Olayinka Odeniran is a cybersecurity expert and risk consultant. She founded BWBC in 2018 after attending The North American Bitcoin Conference that held a networking party at a strip club. It left female participants feeling like they did not belong to the predominantly male and white world of crypto, so Odeniran created a welcoming space for women of color in the blockchain industry. In 2021, BWBC launched an online program for Black women in partnership with ConsenSys, an Ethereum software company. The goal is to train half a million Black female blockchain developers to help narrow the gender gap in the field of crypto.

Sam Sun, anonymous white hat hacker

“I like challenging assumptions. I like trying to do the impossible, finding what others have missed, and blowing people's minds with things they never saw coming”, Sam writes about himself. Sam Sun, aka samczsun, is a prominent security researcher in the Ethereum ecosystem who keeps his true identity secret. Sam has found numerous bugs and vulnerabilities in Curve Finance, Ethereum Name Service, Authereum, Kyber Network, 0x Exchange, Atomic Loans, and many others. There is an old saying in the blockchain community: “If samczun hasn’t found a bug in your code, are you even on mainnet?” Sam also hosts a website where he explains every security breach he found. Currently, samczsun works for Paradigm, an investment firm focused on supporting disruptive web3/crypto companies, where he is responsible for disclosing vulnerabilities and publishing educational resources.

Manasi Vora, founder of Women in Blockchain and Komorebi Collective DAO

Manasi Vora became interested in the topic of crypto in 2016 after Prime Minister Narendra Modi banned India’s largest currency bills in a desperate effort to curb corruption. It led to the rupee's sharp devaluation, which affected the most vulnerable communities. That was when Vora turned to crypto, only to discover that the industry suffers from the same systematic biases present in traditional finance. She decided to launch the Women in Blockchain initiative to educate more women about crypto and bring diversity to this male-dominated field. Vora also became one of the creators of Komorebi, the decentralized autonomous organization that invests in women-led start-ups and projects.

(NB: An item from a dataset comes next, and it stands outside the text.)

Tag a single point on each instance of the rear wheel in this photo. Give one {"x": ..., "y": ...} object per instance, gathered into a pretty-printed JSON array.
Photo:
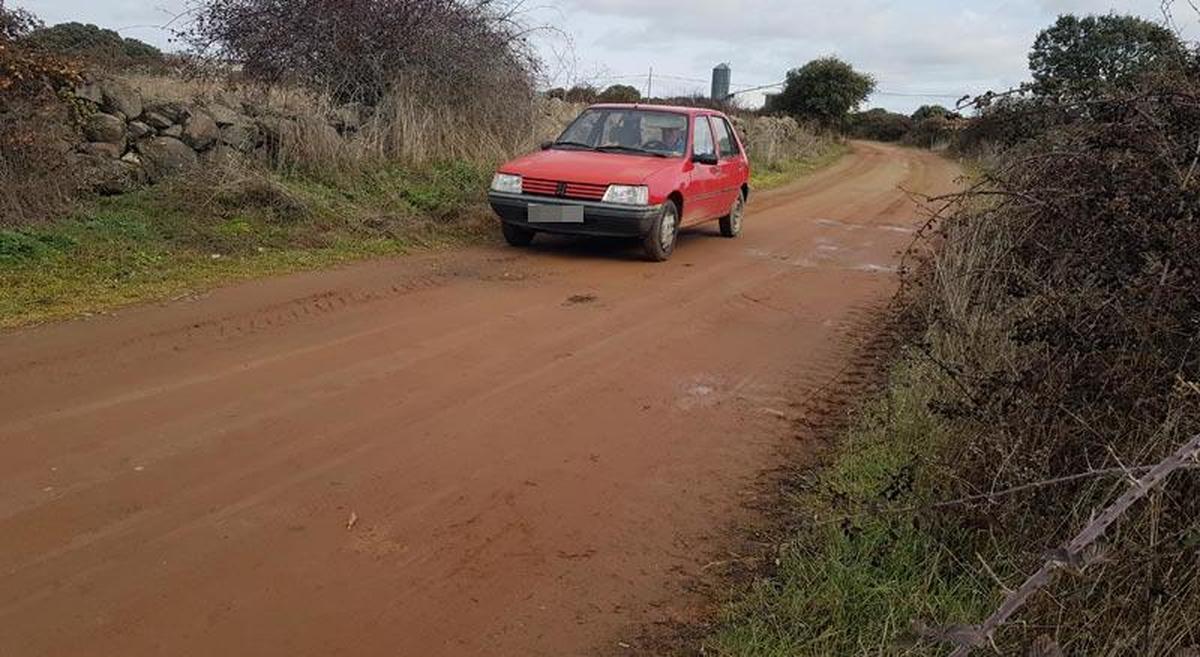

Amir Taaki, cryptoanarchist and hacktivist

Amir Taaki is the British-Iranian anarchist and the co-founder of Dark Wallet, an anonymous, browser-based Bitcoin app. Although it was never completed, Dark Wallet inspired many similar projects like Samourai Wallet, Electrum on Tails, and Monero. In 2014, Forbes put Taaki on their 30 under 30 list and named him one of the most influential young people in tech and a future billionaire. Yet a year later, Taaki suddenly disappeared. He left London for Syria, where he joined the Kurdish YPG military and spent several months on the front fighting ISIS. Then he worked for over a year for the economic committee in Rojava. Since then, Taaki has been actively involved in the crypto community and founded a group of blockchain activists in Catalonia to aid the Catalan Independence Movement.